The Facebook page of Butler’s sport performance club has 38,000 followers, but nowhere does it mention the Lifetime Membership ban of Coach Rick Butler in 2018 by USA Volleyball or bans from Amateur Athletic Union and the Junior Volleyball Association.
Court documents say Butler has admitted to USA Volleyball of having sexual relationships with former players but denies the women were underage. Butler has never been criminally charged.
"This is an endemic problem across the country when it comes to youth sports, and we think that organizations, private clubs, schools have an affirmative duty to tell the parents if their kids are being placed in an unsafe environment,” Edelson said.
Sarah Powers-Barnhard was one of Rick Butler’s star volleyball players in the early 1980’s. She alleges in court documents that she was Rick Butler’s first sexual abuse victim. “It’s really about showing the seriousness and the truth to our story,” Powers-Barnhard said. “It’s never been about money. It’s been about what’s right. Tell our story.
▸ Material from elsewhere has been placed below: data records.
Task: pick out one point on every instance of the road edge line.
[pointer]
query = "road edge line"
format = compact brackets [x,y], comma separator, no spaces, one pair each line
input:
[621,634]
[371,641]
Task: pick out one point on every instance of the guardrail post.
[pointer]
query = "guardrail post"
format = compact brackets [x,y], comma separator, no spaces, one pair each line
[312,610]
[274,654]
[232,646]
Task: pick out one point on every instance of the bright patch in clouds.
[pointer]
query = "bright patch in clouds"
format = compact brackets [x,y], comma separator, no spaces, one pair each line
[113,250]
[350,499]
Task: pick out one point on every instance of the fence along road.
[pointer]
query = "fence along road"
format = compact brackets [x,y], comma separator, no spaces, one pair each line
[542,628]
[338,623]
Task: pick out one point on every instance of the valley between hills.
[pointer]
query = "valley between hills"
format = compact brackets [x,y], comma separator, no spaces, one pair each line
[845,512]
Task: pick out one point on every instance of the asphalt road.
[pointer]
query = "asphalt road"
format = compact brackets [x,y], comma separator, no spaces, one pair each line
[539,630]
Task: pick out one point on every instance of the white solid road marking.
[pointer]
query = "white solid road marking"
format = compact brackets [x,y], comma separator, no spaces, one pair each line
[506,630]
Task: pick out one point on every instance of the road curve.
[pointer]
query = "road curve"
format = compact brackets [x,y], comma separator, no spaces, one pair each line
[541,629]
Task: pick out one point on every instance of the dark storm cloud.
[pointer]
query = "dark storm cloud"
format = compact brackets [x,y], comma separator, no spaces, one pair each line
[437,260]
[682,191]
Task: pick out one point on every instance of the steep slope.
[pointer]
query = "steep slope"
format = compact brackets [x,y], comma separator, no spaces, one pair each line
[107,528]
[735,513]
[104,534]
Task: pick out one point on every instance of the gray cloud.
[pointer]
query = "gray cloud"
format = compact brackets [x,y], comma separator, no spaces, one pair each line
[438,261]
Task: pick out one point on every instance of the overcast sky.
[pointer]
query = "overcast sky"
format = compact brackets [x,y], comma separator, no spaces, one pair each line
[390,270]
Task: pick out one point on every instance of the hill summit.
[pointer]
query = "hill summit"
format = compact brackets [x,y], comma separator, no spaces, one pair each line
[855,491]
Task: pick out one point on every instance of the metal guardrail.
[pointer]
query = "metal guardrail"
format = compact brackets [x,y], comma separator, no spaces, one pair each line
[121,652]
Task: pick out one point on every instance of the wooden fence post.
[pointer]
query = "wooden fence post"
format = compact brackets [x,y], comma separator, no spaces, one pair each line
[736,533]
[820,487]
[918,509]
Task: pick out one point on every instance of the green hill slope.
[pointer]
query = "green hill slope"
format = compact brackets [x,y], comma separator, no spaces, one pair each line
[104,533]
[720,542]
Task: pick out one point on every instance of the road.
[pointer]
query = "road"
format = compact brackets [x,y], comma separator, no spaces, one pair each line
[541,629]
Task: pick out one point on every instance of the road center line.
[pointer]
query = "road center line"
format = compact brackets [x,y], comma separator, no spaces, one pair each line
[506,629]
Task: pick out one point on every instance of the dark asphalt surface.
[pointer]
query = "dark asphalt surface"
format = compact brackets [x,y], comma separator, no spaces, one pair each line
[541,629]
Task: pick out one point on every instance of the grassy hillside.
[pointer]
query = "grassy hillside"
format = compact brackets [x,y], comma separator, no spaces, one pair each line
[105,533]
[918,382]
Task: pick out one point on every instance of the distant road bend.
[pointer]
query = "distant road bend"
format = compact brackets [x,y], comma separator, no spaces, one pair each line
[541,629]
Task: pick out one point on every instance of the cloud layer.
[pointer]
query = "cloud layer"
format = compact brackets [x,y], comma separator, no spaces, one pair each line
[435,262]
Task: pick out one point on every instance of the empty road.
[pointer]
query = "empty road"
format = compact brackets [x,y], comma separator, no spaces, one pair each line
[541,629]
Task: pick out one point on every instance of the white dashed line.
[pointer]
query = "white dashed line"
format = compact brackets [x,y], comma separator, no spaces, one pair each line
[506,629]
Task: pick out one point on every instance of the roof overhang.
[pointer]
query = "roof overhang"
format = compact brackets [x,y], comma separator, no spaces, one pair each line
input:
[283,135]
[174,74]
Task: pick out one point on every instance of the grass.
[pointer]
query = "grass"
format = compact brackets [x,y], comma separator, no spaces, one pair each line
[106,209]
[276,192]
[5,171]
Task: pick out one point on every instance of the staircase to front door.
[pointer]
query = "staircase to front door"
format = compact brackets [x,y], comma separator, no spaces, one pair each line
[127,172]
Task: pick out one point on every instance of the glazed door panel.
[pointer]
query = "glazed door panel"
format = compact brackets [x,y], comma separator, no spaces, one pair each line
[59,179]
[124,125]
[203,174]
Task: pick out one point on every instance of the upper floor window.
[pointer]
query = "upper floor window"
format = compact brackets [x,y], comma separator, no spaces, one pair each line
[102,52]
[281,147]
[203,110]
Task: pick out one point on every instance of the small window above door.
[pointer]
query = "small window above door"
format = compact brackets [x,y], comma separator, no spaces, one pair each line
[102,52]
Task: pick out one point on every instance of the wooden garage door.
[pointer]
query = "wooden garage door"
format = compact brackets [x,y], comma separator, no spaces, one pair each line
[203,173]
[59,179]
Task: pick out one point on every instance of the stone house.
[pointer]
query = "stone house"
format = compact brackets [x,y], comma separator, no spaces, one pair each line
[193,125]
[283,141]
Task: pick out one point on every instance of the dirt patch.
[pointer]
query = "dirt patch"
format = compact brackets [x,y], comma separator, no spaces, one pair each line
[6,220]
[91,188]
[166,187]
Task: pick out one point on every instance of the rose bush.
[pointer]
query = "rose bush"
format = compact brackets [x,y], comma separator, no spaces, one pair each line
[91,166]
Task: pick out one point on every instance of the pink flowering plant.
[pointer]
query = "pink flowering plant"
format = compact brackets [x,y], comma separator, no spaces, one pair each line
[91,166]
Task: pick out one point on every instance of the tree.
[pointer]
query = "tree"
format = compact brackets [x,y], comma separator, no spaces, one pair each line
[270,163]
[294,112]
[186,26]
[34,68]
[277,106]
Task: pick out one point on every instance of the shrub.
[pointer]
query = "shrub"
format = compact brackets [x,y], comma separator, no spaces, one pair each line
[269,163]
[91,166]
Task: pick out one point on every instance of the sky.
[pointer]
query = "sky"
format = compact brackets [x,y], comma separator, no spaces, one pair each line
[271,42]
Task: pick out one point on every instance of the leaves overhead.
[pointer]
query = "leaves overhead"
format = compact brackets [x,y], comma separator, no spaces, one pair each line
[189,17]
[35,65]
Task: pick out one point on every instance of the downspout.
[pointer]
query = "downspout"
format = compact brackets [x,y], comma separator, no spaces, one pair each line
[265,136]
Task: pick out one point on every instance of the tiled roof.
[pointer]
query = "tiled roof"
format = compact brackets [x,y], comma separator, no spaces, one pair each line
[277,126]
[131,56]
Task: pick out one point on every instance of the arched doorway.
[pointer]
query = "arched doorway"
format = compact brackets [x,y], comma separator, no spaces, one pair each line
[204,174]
And now, it’s about the present, future athletes.
Julie Bremner, another former volleyball player coached by Butler, alleges in court documents she was raped a few years after Sarah. “It’s a fight that I didn’t choose,” Bremner said.
Both women claim they were in High School when they say the alleged sexual abuse occurred.
None of the six alleged victims are plaintiffs in the civil lawsuit, but they are identified in the plaintiff’s court documents to support the allegations of Rick Butler’s manipulation and sexual exploitation of underage girls.
“It’s been really actually very difficult to know that he is still out there and being around young children. The studies show that sexual predators like himself, they don’t stop, they can’t stop. So it’s always in the back of my mind is he doing it to somebody else?,” added Bremner.
The Butler’s attorney, Danielle D’Ambrose issued a statement to NBC5 Investigates: “ The recent lawsuit against GLV, Rick Butler, and Cheryl Butler was filed by a disgruntled parent and concerns alleged misrepresentations related to GLV’s contracts and business practices. To elaborate, the Plaintiff in this lawsuit is alleging that GLV should be required to disclose nearly 40-year-old allegations in the club’s promotional materials, business contracts and dealings. We obviously do not believe there is any standard or precedent that would require such disclosures, and we are vigorously defending Rick and Cheryl against each and every continuously-evolving, false allegation made against them.”
The civil lawsuit was just given class-action status in January, allowing potentially thousands of families to become involved in the suit if they choose. Edelson says he hopes the lawsuit will have incredible impact on youth sports.
“It’s an astounding thing that somebody, who is accused of this type conduct, and really believe we are going to be able to prove it, is able to not just have a career but remain one of the most prominent coaches in the country,” added Edelson.